Input filtering matters because prompt injection is real. Scan incoming prompts and retrieved context before it reaches the model. Strip or reject content containing instruction-override patterns, PII that should not be in context, or content from untrusted sources that should not carry authority. This is especially critical for agents that consume email, documents, or web content — every piece of text retrieved into context is potentially adversarial.
Output filtering matters because the model will occasionally produce content you cannot ship. Validate structured outputs against schemas before acting on them. Scan for PII leakage before returning to users. Enforce topic and tone constraints in regulated domains.
Context boundaries matter because retrieval is the loophole people forget. Your prompt cannot keep the agent from reasoning over HR records if your RAG system retrieves HR records into context. Implement authorization at the retrieval layer — row-level security on the vector store, user-scoped queries against the document index, filter rules that match the session identity. The model cannot leak what it never sees.
Budget and loop controls matter because agents can run away. Set maximum turns per session, maximum tool calls per turn, maximum tokens per interaction, and hard timeouts. A stuck reasoning loop or a model hallucinating work for itself becomes a cost incident without these limits, and potentially a safety incident if the loop is calling write tools. Circuit breakers on error rates are worth the small amount of code they take to implement.
Log everything, and make someone look at the logs
The last layer is observability. Every tool call, every orchestrator decision, every rejected action, every approval token, every model reasoning trace — all of it flows to the same logging and monitoring infrastructure you already use for the rest of production. Agent actions are system actions. They belong in your SIEM, your audit logs, your anomaly detection.
Make the full trace reconstructable: for any given action taken by an agent, you should be able to pull the session context, the user identity, the model's reasoning, the tool calls emitted, the orchestrator's decisions, and the final backing-system execution. If you cannot do this, your incident response will fail the first time you need it.
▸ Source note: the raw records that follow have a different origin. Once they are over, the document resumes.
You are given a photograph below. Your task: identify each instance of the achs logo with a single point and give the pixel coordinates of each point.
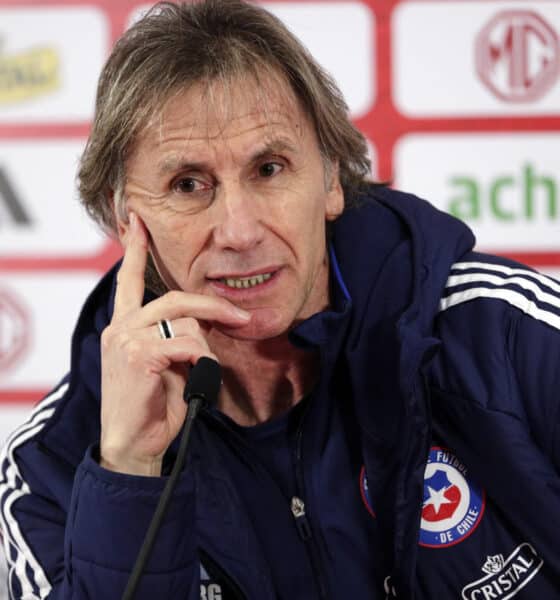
(453, 504)
(28, 74)
(504, 578)
(518, 56)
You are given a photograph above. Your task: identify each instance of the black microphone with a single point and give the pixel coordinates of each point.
(204, 382)
(202, 388)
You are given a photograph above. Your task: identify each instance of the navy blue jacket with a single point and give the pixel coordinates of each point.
(445, 364)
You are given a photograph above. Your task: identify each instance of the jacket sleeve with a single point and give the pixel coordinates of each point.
(500, 324)
(534, 348)
(77, 534)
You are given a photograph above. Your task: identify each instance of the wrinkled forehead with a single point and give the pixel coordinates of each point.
(221, 109)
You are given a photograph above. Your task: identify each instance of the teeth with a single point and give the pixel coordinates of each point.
(247, 282)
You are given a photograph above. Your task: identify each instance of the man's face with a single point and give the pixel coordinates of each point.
(233, 191)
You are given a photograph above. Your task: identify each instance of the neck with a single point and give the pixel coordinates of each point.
(285, 375)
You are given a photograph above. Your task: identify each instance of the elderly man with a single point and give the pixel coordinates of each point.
(387, 421)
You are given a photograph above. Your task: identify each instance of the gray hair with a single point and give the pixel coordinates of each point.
(175, 46)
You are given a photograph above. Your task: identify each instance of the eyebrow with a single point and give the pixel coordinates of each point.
(176, 163)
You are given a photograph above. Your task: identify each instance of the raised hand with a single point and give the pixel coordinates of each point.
(143, 374)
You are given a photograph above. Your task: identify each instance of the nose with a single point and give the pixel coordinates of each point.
(238, 226)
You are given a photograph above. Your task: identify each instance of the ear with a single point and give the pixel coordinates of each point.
(335, 194)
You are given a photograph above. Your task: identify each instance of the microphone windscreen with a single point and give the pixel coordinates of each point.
(205, 379)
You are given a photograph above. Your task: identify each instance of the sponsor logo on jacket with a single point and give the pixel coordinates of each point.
(504, 578)
(28, 74)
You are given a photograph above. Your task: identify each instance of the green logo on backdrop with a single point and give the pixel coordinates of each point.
(505, 198)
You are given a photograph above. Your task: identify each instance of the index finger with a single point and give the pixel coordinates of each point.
(130, 278)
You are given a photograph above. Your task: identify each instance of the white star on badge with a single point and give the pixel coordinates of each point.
(436, 499)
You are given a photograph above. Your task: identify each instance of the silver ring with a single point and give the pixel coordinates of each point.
(165, 329)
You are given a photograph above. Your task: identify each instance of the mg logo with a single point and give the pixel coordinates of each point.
(14, 330)
(518, 56)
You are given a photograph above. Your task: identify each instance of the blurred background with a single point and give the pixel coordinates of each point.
(460, 102)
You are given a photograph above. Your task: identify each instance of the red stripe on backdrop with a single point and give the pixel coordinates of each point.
(21, 396)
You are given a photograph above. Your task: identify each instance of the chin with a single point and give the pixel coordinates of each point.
(264, 325)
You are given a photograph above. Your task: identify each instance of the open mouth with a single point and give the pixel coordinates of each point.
(245, 282)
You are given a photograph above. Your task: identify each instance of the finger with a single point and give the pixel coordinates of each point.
(176, 305)
(130, 278)
(170, 351)
(185, 326)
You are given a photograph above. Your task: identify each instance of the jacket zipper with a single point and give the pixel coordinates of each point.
(300, 515)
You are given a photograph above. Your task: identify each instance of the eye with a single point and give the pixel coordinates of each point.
(189, 185)
(270, 169)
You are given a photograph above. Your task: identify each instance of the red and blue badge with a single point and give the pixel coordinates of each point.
(453, 504)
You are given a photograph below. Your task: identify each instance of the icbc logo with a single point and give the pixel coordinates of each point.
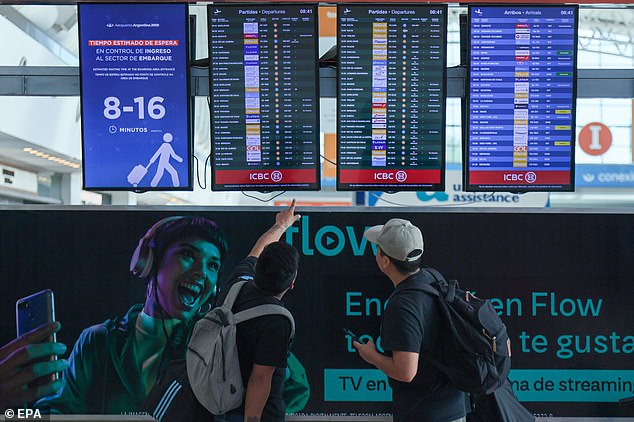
(383, 176)
(258, 176)
(529, 177)
(513, 177)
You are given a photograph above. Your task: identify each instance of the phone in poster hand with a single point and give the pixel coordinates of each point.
(352, 335)
(34, 311)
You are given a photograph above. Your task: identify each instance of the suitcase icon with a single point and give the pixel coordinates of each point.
(137, 173)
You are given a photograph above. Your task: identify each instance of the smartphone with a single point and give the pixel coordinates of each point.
(34, 311)
(352, 335)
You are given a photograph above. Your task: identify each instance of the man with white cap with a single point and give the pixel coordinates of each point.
(410, 327)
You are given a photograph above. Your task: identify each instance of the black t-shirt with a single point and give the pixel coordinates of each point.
(263, 340)
(411, 323)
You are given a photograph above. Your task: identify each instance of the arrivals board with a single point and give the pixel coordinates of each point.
(264, 97)
(135, 101)
(391, 97)
(521, 98)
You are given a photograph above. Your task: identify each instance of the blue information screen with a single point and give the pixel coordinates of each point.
(521, 102)
(135, 96)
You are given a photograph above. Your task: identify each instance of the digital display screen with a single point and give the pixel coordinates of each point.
(135, 96)
(391, 97)
(521, 98)
(264, 97)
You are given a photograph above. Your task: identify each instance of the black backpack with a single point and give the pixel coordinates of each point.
(476, 350)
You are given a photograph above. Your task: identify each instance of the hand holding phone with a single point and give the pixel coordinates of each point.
(352, 335)
(28, 365)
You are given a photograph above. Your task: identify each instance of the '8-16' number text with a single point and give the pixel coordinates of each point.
(155, 108)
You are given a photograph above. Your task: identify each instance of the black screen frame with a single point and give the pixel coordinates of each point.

Set up alerts for the things that matter: unusual tool call volume, rejected-action spikes, approval token failures, tool calls outside business hours from agents that should not be running then. Rate-limit aggressively at the tool layer — an agent that suddenly calls execute_refund a hundred times in a minute is telling you something, and you want that signal to wake someone up.
If you have an agent in production or headed there soon, run this audit. For every behavior your team describes as a control, find the code that enforces it. If the only place it exists is a prompt, move it. Map your tool registration — is every agent getting the minimum tool set, or the default one? Check your retrieval layer for authorization — can an agent pull context its user is not cleared for? Confirm your service account permissions match what each agent actually needs, and nothing more.
Then pick one tool, ideally the highest-risk one, and trace a call through all five layers end-to-end. Registration, orchestration, tool implementation, backing system IAM, observability. If any layer is thin, that is the layer an incident will find. Thicken it before the incident does.
The model will remain probabilistic. That is not going to change, and it does not need to, because the job of the model was never to be the policy engine. The job of the architecture is to make the model's unreliability irrelevant to the system's guarantees. Build it that way, and the model being wrong is a logged event. Build it the other way, and the model being wrong is the incident.